Sometimes, in science, you just have to digitally reconstruct the genitals of a thinly sliced, hundred-year-old embryo from an obscure New Zealand reptile, because you really want to know if your penis shares a common evolutionary history with those of crocodiles, birds, and snakes.
Spoiler: it does.
Among us back-boned animals—vertebrates—penises vary considerably, not just in their size and shape but in their presence, absence, and number. Male mammals have just the one, as do crocodiles, turtles, and some primitive birds like ostriches and ducks. Snakes and lizards have two ‘hemipenes’ (although they only use one at a time). And the vast majority of birds have none at all.
Despite this variety, all these groups start out in much the same way. As embryos, they have a pair of genital swellings—two groups of cells that sit next to the ones that eventually produce the hind legs. These swellings get bigger, and merge in groups with a single penis, while staying separate in groups with hemipenes. In the penis-less birds, they do nothing.

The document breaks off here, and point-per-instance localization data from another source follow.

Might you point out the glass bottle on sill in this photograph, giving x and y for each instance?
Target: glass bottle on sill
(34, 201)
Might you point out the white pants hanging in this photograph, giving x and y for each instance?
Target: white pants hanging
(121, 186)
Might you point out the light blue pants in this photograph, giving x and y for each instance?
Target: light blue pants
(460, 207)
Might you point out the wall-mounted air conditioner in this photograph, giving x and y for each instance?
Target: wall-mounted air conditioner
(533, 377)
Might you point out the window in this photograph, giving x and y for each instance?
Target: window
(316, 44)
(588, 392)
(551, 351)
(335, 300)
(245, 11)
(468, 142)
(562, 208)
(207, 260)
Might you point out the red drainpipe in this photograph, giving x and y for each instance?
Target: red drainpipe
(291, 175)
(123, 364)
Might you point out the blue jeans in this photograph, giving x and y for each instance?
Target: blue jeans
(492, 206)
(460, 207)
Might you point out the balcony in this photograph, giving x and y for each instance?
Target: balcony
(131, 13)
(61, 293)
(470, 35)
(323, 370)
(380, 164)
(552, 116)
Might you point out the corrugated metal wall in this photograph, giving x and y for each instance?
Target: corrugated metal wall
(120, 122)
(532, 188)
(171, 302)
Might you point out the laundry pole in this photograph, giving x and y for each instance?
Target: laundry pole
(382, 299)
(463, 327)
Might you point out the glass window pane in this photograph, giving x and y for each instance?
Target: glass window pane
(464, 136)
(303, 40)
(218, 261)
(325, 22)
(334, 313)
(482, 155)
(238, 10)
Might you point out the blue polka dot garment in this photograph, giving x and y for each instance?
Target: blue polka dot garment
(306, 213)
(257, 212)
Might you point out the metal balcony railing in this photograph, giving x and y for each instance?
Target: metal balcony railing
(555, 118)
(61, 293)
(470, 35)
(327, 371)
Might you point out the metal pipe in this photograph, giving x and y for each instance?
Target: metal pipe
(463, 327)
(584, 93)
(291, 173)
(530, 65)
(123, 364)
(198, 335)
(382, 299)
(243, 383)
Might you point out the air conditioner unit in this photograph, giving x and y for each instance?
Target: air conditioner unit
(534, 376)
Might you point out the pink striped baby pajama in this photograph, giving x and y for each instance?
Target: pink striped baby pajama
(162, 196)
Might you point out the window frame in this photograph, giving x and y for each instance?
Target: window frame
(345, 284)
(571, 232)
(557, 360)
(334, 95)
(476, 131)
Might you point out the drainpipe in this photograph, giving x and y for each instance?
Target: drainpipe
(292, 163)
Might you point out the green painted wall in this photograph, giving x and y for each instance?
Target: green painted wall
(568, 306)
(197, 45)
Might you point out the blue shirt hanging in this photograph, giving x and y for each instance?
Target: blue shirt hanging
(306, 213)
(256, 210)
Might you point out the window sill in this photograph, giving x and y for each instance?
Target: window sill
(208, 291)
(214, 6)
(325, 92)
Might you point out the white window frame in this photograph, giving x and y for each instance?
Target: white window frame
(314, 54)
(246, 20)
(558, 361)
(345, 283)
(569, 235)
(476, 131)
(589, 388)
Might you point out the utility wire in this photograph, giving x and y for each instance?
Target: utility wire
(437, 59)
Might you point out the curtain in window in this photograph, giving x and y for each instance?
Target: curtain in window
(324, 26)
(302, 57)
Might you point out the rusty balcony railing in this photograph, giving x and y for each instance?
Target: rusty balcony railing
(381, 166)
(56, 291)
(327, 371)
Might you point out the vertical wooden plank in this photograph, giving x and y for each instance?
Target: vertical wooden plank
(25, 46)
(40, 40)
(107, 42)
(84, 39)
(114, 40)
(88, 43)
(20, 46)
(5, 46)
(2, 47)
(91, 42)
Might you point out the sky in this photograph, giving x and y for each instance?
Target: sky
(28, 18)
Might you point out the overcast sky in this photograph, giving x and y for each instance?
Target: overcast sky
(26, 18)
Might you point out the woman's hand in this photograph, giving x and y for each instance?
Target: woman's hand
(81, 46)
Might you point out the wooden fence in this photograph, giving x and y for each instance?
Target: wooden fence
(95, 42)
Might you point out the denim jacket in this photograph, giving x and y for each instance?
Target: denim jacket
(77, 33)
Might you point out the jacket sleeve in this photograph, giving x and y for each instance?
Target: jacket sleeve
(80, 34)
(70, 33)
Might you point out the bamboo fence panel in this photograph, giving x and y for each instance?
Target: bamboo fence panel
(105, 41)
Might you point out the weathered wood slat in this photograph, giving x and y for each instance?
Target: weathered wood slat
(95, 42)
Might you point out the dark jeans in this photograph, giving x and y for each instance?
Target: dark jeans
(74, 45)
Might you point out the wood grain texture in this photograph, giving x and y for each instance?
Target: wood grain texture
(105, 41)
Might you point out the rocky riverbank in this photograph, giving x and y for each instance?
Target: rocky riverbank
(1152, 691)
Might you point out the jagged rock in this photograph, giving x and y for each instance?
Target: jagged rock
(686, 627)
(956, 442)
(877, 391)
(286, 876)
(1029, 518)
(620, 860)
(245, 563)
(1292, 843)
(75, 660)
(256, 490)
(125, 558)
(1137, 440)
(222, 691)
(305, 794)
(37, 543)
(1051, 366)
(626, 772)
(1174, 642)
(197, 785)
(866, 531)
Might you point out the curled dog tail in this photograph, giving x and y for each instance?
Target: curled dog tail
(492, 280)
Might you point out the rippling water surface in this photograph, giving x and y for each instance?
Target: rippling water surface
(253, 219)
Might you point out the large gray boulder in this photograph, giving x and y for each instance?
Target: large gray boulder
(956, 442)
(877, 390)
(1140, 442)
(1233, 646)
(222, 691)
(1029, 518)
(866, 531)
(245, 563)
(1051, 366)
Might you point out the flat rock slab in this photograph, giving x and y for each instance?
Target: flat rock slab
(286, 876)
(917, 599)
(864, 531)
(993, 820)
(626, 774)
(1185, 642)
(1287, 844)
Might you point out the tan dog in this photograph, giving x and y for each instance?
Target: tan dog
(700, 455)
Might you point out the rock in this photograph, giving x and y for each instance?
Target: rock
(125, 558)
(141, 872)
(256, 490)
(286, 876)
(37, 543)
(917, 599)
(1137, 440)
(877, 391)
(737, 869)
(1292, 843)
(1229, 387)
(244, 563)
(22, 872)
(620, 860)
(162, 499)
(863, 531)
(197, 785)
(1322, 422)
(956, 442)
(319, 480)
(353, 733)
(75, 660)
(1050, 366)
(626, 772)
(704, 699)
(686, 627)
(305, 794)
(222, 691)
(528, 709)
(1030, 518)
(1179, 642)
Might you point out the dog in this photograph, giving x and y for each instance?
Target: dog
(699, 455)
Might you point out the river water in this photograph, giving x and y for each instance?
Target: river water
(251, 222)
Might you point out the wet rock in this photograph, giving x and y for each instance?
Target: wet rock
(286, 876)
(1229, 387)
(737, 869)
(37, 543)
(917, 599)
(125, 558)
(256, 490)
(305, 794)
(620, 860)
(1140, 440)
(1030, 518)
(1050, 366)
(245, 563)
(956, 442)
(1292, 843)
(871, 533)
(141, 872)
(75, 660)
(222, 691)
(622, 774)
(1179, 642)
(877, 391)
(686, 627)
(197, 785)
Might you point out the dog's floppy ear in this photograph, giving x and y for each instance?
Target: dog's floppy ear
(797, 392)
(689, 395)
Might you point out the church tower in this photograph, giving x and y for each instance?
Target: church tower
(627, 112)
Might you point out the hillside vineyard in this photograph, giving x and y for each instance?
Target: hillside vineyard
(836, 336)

These similarities suggest that the vertebrate penis evolved just once, and has been since modified or lost in various groups. The alternative is that the ancestral vertebrate had no penis, and that different lineages then evolved their own phalluses—and the genital swellings that give rise to them—independently of one another.
To resolve this debate (or, at least, work towards a resolution), Thomas Sanger from the University of Florida turned to the tuatara. This spiny-backed, forearm-sized creature from New Zealand looks remarkably like a lizard, but isn’t one. The two existing species are the last survivors of an ancient reptilian group that diverged from snakes and lizards around 250 million years ago and have evolved in parallel ever since. The adults have no penises, and Sanger wanted to know if the embryos have a pair of genital swellings.
Since tuataras are endangered, it’s hard to get your hands on a modern embryo. But that didn’t stop the collectors of Victorian England. In the late 19th century, British zoologist Arthur Dendy collected a large number of tuatara embryos, four of which he gave to the American embryologist Charles Minot. With utmost care, Minot cut these embryos into thin slices, each just 8 millionths of a metre thick, and preserved them on glass slides.
When Sanger looked at Minot’s records, he realised that one embryo, known simply as Specimen 1491, was at the just the right stage of development. If tuataras do have genital swellings, this specimen would show them. So Sanger cleaned up the old slides, photographed them, and reconstructed them on a computer, resurrecting Specimen 1491 for digital posterity. And sure enough, the reconstructed embryo had obvious genital swellings, exactly where Sanger expected to see them.
So, tuataras probably do the same thing as chickens and most other birds: the genital swellings start to grow, but soon collapse on themselves as the cells within them die. But the presence of those swellings suggest that they were present in the last common ancestor of all vertebrates. And this ancestor likely had a proper penis, too.